By the end of two weeks, Fcukers found themselves sitting on an entirely new album to the one they’d made before. “I made so much new stuff so quickly, and I’m really proud of it and excited to share it,” Shanny beams.
‘Ö’ is spoiled with instant party-starters. ‘I Like It Like That’ and ‘if you wanna party come over to my house’ both bob along pleasantly at over 130bpm; slow enough to ease you into the mood, just enough speed to get things going. But Fcukers also excel when they sonically cross the Atlantic, weaving in their trademark sensuality to the kinetic drum’n’bass roller ‘Play Me’, or the coquettish UKG skips of ‘Butterflies’.
Given their unexpectedly faithful production, we’re not surprised when Jackson tells us he went to [London university] Goldsmiths for a year abroad during college. In fact, he’s been listening to British gems like The Stone Roses, Happy Mondays and Fatboy Slim since he was a child, thanks to his father’s own college tastes. “There was one store that would get one copy of The Face, and he knew the exact day the delivery would come in every month,” Jackson recalls.
Elsewhere, Shanny’s love for Jamaican music influences a more melancholy run of songs. On wobbling dub cut ‘TTYGF’ - which also features the record’s sole collaboration, with Canadian rapper Skiifall - she mourns a cheating lover, seething: “You say you’ll love me ‘til the world ends / Why don’t you tell it to your girlfriend?”
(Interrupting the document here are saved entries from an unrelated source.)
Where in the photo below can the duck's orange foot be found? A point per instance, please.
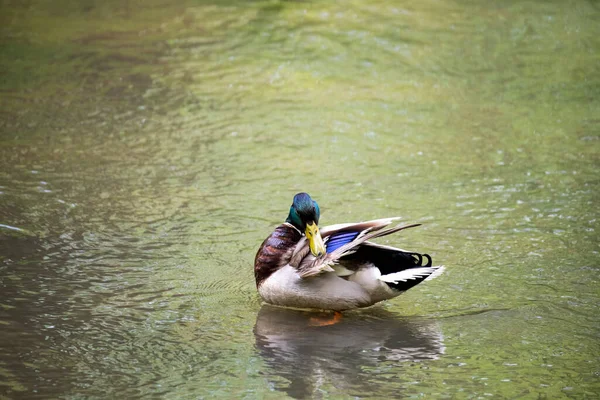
(325, 321)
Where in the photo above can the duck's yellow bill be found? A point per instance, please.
(315, 241)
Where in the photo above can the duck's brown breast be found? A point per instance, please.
(275, 252)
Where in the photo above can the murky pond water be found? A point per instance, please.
(147, 148)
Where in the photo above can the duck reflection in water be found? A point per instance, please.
(312, 350)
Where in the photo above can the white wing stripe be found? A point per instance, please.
(408, 274)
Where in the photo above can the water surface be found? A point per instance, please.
(147, 148)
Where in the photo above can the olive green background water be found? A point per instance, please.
(148, 147)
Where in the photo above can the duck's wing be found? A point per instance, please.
(340, 240)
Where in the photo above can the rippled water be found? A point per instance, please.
(147, 148)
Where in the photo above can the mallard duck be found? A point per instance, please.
(336, 267)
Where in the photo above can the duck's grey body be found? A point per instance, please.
(353, 273)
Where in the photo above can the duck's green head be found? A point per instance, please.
(304, 215)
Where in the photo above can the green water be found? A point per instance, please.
(147, 148)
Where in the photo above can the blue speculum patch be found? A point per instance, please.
(339, 239)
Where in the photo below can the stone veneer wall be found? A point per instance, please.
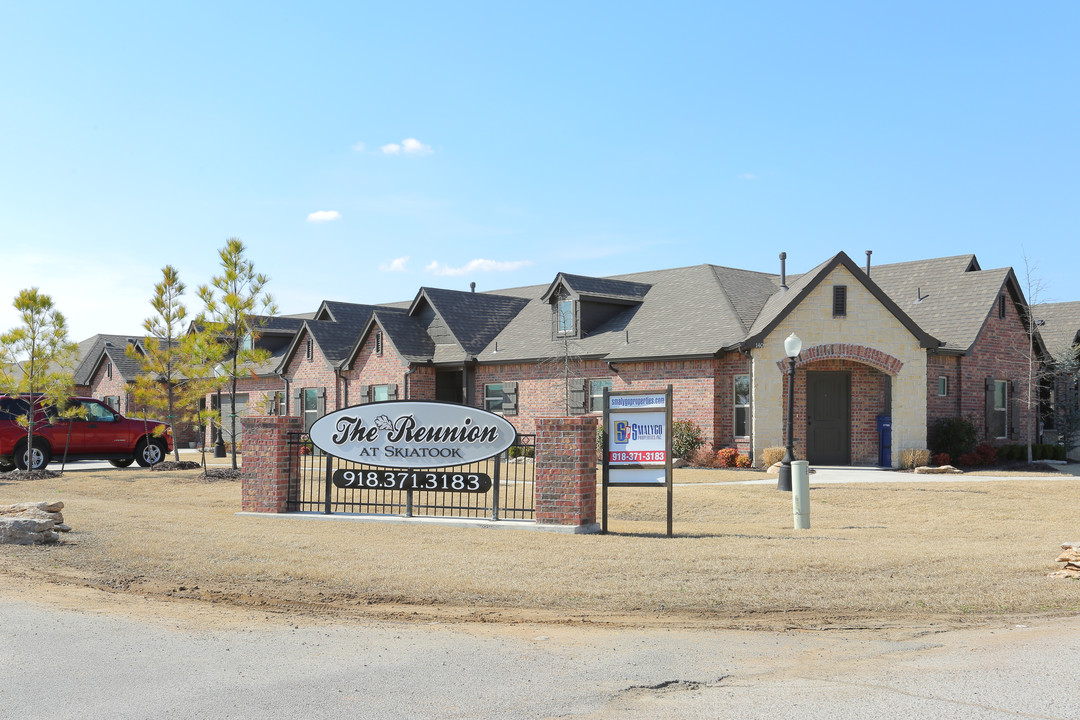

“We like to show a bit of range,” Shanny notes. “All kinds of stuff inspires us. I think it’s cool to have a really chill moment to balance out the hyper-intense, fun party vibes of the rest of the album. It’s also freeing for us creatively; you might get a downtempo song or you might get a club track. It’s really cool to have the freedom to do both and not feel boxed in.”
As it stands, the party won’t be stopping any time soon for Fcukers. Days before they speak with DIY, the pair are named as one of the support acts for Harry Styles’ 2026 tour, on which they’ll soon play to a 70,000-capacity stadium in Brazil. “What the hell?,” Shanny laughs.
“I don’t think it clicked for us how big of a deal it was until the tour got announced,” Jackson adds. “In our head, it was no bigger than Tame Impala, and then when it was announced, our phones were blowing up and we were like… no!” “We could open for every other opener he has,” Shanny says. “So we’re honored to be there and [go] to Brazil.”
As they graduate to stages beyond their wildest dreams, the pair will also have to face the challenge of balancing their ballooning crowds with the DIY energy that cemented their reputation in the first place. Shanny wants to try and incorporate the grit as much as she can, she affirms, but acknowledges that “you can’t really have a show at an abandoned mall for 5,000 people without it being kind of a train wreck. We always want our fans to be safe and shit, I wouldn’t want it to be too cracked out.”
Instead, Fcukers will carry the memories of their scrappy start through their humility - and make no mistake, they genuinely do seem grateful that they’re here at all. They might not throw parties at abandoned buildings anymore, but the pair are still just happy that people are enjoying the music. As Jackson puts it: “If it touches one person, if it touches 100 people, great - we’ve already gotten way farther than I’d ever thought in a million years.”
‘Ö’ is out on 27th March via Ninja Tune.